In a metastatic setting there are few data concerning chemosensitivity in specific subsets of SRCC in prospective trials. Twenty years ago Rougier et al[73] reported a 16% response rate in SRCC compared with 65% in non-SRCC. However, in a metastatic setting also, drugs such as taxanes may be more effective. We reported that in diffuse type SRCC and in SRCC patients treated with docetaxel, the combination of 5FU and oxaliplatin gave a response rate of more than 65% and seemed at least equivalent in non-SRCC[74,75].

Specific oncogenic pathways may induce specific sensitivity to targeted agents. There are no data concerning SRCC in recent trials testing targeted agents in gastric cancer. However, efficacy in diffuse type has been studied in a few trials. In the REGARDS trial, which was a phase III trial testing ramucirumab, an anti-VEGFR2 antibody, versus best supportive care in pretreated patients with gastric cancer, ramucirumab provided a significant benefit in overall survival[76]. In subgroup analysis, a high benefit was found in the diffuse type (HR = 0.56; 95%CI: 0.36-0.85), but not in the intestinal type, suggesting higher sensitivity to antiangiogenics. This was not found in the RAINBOW trial testing ramucirumab in combination with paclitaxel[77], or with targeted therapy including anti-HER2, which is validated in HER2-overexpressing gastric cancer[78]. However, diffuse type was a small subgroup in these trials, and so we cannot draw conclusions regarding specific sensitivity.

Finally, immunotherapy should be tested in SRCC, as PDL1 is overexpressed in about 23% of cases of SRCC, and anti-PDL1 antibody is a promising treatment of GC[79].

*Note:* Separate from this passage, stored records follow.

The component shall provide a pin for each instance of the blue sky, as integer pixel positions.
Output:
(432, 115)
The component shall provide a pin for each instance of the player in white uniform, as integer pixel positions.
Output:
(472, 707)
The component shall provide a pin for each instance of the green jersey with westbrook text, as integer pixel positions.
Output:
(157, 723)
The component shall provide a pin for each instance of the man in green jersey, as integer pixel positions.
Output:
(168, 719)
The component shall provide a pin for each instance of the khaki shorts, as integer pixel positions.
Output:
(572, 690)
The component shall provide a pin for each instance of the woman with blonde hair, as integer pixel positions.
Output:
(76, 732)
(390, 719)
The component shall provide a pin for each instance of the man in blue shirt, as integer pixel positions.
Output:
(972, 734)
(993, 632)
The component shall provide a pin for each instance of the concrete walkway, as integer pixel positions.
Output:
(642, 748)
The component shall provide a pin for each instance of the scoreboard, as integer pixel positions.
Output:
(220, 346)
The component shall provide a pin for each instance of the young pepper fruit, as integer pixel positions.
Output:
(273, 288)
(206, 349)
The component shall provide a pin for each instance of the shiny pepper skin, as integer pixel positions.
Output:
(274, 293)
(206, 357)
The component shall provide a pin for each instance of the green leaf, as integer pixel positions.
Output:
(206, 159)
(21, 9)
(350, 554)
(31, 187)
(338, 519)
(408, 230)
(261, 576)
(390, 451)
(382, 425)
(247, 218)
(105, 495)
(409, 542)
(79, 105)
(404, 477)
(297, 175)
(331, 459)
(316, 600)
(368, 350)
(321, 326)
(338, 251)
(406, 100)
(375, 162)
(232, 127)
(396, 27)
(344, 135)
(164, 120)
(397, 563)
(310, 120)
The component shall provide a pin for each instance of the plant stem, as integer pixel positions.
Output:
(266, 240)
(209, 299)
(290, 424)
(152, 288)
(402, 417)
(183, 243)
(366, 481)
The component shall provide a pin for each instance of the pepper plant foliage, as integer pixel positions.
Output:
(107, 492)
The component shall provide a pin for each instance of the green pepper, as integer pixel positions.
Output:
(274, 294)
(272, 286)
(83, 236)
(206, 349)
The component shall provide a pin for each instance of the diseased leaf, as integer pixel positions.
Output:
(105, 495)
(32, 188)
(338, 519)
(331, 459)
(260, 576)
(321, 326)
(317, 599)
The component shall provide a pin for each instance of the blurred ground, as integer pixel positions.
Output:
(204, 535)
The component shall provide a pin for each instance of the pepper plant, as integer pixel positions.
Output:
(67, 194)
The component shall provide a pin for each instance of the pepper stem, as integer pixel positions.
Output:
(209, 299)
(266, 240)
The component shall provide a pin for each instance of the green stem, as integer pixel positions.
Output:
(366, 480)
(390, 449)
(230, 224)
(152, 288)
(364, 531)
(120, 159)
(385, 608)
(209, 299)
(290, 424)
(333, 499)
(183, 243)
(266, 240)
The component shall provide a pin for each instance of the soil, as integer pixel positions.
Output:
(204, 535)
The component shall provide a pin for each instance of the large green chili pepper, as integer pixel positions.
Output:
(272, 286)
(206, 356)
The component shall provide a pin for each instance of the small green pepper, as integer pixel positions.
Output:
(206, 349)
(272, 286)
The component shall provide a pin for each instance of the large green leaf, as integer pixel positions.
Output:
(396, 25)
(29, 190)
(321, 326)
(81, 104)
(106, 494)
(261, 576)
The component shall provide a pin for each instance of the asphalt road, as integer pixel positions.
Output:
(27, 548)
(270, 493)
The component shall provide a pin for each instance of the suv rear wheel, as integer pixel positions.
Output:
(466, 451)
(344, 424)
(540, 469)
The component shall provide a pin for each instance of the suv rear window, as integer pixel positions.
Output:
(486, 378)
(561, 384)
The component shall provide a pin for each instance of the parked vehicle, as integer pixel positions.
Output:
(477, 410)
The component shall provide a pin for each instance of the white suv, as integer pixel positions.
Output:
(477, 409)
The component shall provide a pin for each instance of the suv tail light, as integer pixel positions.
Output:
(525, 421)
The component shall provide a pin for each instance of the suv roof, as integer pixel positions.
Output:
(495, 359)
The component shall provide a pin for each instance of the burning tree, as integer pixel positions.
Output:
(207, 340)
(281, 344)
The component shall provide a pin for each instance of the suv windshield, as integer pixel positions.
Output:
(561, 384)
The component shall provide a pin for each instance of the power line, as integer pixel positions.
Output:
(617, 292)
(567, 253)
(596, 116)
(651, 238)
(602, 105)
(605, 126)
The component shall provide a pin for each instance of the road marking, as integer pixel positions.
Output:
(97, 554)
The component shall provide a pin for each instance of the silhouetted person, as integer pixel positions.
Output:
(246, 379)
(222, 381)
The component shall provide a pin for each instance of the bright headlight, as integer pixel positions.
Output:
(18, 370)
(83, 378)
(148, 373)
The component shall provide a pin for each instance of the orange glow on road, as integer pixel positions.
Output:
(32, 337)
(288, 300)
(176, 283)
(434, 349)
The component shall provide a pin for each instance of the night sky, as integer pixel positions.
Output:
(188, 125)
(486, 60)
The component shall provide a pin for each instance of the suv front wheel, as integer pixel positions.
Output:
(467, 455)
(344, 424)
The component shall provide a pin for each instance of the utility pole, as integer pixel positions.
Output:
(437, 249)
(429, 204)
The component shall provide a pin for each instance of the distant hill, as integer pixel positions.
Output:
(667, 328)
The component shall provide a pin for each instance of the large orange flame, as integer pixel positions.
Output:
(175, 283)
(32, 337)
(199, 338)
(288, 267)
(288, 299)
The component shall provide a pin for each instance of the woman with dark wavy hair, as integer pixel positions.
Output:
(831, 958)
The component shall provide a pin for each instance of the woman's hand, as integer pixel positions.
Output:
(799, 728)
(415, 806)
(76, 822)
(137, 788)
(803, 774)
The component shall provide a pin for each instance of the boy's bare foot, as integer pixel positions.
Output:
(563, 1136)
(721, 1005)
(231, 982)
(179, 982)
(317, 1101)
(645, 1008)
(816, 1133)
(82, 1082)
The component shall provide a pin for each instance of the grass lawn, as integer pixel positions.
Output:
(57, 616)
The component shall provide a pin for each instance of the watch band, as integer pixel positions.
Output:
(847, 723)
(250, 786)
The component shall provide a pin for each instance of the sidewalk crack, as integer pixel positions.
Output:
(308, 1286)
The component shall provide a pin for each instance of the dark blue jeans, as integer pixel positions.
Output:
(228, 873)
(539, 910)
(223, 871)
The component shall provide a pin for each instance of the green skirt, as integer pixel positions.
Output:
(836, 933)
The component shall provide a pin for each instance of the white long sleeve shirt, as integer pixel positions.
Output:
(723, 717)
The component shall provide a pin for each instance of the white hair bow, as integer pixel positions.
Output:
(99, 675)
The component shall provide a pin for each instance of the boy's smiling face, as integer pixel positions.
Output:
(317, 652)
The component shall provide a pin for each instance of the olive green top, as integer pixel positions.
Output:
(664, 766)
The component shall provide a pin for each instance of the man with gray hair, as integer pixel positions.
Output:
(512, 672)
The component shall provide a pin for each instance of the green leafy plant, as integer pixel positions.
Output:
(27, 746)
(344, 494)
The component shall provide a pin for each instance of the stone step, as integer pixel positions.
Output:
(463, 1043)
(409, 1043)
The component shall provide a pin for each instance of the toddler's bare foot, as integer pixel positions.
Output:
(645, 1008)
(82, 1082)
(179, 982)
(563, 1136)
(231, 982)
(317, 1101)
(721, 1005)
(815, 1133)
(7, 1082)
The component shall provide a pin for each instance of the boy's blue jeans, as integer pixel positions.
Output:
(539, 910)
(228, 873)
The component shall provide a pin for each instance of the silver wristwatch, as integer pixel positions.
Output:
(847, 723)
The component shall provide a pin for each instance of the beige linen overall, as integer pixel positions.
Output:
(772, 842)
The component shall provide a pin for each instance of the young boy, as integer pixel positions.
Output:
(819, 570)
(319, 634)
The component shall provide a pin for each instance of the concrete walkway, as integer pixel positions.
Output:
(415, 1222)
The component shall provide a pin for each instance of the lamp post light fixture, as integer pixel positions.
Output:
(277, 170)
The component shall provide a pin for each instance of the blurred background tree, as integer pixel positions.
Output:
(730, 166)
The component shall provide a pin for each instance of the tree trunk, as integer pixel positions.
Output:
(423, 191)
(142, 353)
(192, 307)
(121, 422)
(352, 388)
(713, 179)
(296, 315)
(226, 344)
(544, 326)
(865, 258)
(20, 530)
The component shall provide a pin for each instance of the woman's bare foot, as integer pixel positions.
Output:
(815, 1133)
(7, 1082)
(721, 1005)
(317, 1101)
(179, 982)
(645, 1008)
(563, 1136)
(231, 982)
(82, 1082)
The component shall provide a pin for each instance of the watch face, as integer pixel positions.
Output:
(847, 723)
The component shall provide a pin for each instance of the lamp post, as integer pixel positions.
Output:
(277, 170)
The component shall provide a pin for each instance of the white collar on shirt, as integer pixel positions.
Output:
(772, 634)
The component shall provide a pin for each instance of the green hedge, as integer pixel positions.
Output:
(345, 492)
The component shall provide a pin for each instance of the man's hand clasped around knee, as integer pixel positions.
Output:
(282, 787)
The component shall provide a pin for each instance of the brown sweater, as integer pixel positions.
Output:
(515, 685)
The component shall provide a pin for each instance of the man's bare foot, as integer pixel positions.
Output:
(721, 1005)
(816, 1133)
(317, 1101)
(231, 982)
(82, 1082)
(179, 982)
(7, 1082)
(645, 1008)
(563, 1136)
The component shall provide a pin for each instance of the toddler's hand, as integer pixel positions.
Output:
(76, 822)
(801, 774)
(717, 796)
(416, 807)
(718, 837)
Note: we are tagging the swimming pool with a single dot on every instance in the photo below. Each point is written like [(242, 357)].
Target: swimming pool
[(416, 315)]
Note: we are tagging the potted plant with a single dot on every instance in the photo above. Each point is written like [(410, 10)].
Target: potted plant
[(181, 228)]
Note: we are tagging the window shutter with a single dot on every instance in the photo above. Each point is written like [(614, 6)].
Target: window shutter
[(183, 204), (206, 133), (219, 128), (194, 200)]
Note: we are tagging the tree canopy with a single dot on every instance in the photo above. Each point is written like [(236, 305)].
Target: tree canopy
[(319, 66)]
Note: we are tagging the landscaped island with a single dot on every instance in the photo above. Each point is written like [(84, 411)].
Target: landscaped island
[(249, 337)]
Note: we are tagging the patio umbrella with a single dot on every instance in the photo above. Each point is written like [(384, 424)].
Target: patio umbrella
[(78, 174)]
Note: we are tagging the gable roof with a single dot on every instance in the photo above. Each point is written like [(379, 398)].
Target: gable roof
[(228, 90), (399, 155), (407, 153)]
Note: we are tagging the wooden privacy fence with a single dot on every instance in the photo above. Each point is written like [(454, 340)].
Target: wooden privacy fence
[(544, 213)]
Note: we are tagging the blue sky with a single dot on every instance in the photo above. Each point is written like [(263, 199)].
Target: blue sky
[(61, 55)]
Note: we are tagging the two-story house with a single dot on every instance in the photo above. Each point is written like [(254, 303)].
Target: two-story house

In conclusion, whereas SRCC is thought to be less chemosensitive than non-SRCC, recent reports suggest it could have a specific sensitivity profile and be more sensitive to taxane-based chemotherapy or antiangiogenics. However, this has to be confirmed in a specific prospective trial. In a perioperative setting, the benefit of chemotherapy is controversial and a prospective randomized trial is under way to test this hypothesis. However, the chemotherapy regimen used is the old combination of epirubicin, cisplatin and fluorouracil, which may not be the optimal regimen in SRCC.